Subversion Vision and Roadmap (spoiler: no DVCS)

dasil003 · on April 2, 2010

Subversion has no future as a DVCS tool. Let's just get that out there.

It's fortunate that the developers are smart enough not to go down that road.

The big problem with svn is that the simplicity of the underlying model does not translate into robust features on the front-end. The idea of directories as subdirectories and branches and tags is the result of muddled thinking that will make it impossible for svn to ever have reliable merge tracking. Partial checkouts are a useful feature, but they are not worth botching the architecture so as to make it unusable for basic version control needs like history tracking, diffing and merging.

The idea of an atomic repository with an identifying hash is so powerful, as exemplified by git and other DVCSes, even for mundane development tasks and workflows, that svn is basically a dead-end. They can't fix the situation without breaking backward compatibility, and they can't break backward compatibility without a huge uproar from existing repo administrators.

arebop · on April 2, 2010

Could you please elaborate on how the use of hashcodes rather than counting numbers for identification on an atomic repository botches history tracking, diffing, or merging?

dasil003 · on April 2, 2010

Well the hashcode effectively signs the full repository state, so that you know that if a repo has the same hash code it has the same contents, however that's not the main problem with svn.

The main problem is that svn has no notion of a project to attach it's merges or comparisons against. A directory in a repo may be a subdir of the project or it may be a branch. This leads to an explosion of edge cases and legal commands that make no logical sense. As long as everyone follows certain practices (such as not committing changes to two branches at the same time) then a heuristic approach sort of works, but that's hardly the way to design a robust (and ostensibly simple!) system.

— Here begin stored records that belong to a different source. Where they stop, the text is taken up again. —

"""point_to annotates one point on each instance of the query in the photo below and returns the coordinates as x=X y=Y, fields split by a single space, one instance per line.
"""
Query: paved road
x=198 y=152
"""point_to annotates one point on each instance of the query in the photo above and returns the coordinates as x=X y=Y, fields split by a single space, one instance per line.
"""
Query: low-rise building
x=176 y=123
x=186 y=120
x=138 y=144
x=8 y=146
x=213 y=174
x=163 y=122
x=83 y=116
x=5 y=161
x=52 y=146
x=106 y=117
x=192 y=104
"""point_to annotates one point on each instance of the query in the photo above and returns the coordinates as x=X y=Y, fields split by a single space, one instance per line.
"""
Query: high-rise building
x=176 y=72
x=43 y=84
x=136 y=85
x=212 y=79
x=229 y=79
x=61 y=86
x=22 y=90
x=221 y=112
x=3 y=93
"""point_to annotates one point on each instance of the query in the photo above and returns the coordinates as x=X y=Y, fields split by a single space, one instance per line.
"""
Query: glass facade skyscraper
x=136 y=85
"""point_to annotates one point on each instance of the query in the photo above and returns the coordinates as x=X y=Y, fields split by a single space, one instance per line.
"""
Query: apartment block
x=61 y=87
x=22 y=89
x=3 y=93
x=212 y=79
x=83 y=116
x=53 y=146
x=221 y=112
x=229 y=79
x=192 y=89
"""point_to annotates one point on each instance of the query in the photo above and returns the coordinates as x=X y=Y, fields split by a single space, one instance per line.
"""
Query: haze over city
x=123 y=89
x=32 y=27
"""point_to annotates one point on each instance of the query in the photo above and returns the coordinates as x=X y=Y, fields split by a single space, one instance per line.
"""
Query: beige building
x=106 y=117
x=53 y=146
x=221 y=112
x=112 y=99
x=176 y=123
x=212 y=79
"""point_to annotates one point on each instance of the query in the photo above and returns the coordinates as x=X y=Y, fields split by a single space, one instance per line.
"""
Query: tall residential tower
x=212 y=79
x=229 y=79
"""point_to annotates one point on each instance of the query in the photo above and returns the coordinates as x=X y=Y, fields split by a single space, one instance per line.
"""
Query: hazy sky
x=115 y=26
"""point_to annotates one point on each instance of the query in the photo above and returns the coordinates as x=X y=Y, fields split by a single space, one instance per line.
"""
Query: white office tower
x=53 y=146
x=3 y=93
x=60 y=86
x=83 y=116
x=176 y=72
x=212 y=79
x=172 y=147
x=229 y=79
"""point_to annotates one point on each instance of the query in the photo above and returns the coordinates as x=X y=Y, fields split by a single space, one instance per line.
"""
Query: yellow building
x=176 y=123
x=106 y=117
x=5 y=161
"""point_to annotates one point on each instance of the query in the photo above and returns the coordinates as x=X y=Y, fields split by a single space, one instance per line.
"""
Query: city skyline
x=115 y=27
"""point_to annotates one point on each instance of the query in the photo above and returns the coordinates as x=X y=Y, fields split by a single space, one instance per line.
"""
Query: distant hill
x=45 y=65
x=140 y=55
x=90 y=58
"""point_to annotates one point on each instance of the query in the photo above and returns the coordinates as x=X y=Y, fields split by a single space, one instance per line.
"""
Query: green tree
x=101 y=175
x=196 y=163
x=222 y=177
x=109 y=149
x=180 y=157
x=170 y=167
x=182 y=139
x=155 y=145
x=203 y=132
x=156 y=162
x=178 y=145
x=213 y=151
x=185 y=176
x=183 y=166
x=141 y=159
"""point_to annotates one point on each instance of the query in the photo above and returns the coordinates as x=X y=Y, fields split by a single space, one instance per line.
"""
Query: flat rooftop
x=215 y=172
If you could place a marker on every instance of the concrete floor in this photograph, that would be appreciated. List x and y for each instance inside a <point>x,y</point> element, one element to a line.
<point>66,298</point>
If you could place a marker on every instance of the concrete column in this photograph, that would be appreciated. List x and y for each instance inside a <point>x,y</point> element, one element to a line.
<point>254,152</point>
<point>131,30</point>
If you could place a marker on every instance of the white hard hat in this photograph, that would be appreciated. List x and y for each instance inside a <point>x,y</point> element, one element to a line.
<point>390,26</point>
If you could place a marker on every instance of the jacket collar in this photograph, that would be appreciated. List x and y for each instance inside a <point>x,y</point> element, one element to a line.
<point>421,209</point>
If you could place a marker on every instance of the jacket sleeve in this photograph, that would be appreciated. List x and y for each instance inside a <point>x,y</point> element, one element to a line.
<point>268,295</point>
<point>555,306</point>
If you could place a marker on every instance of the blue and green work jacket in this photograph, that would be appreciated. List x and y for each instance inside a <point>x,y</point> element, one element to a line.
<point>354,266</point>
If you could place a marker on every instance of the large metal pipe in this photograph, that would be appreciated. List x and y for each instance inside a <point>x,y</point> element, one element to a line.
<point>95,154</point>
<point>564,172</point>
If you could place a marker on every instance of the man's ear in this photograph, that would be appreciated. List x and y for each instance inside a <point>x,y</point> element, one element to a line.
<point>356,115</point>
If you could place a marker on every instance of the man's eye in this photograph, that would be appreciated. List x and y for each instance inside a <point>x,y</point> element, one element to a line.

If you can merge subdirectories in a project, and if you can merge branches which are just an ancestor directory of that, and if a given merge only affects certain subdirectories in a repository, how can anyone expect subversion merge tracking to be viable? Even if they somehow munge it to work in 99.9% of real world cases, think of the complexity and mental overhead of maintaining this solution compared to what a DVCS with clear-thinking primitives can achieve. It's time for the successor to svn in centralized version control systems to be built from scratch. svn itself is hopelessly hamstrung.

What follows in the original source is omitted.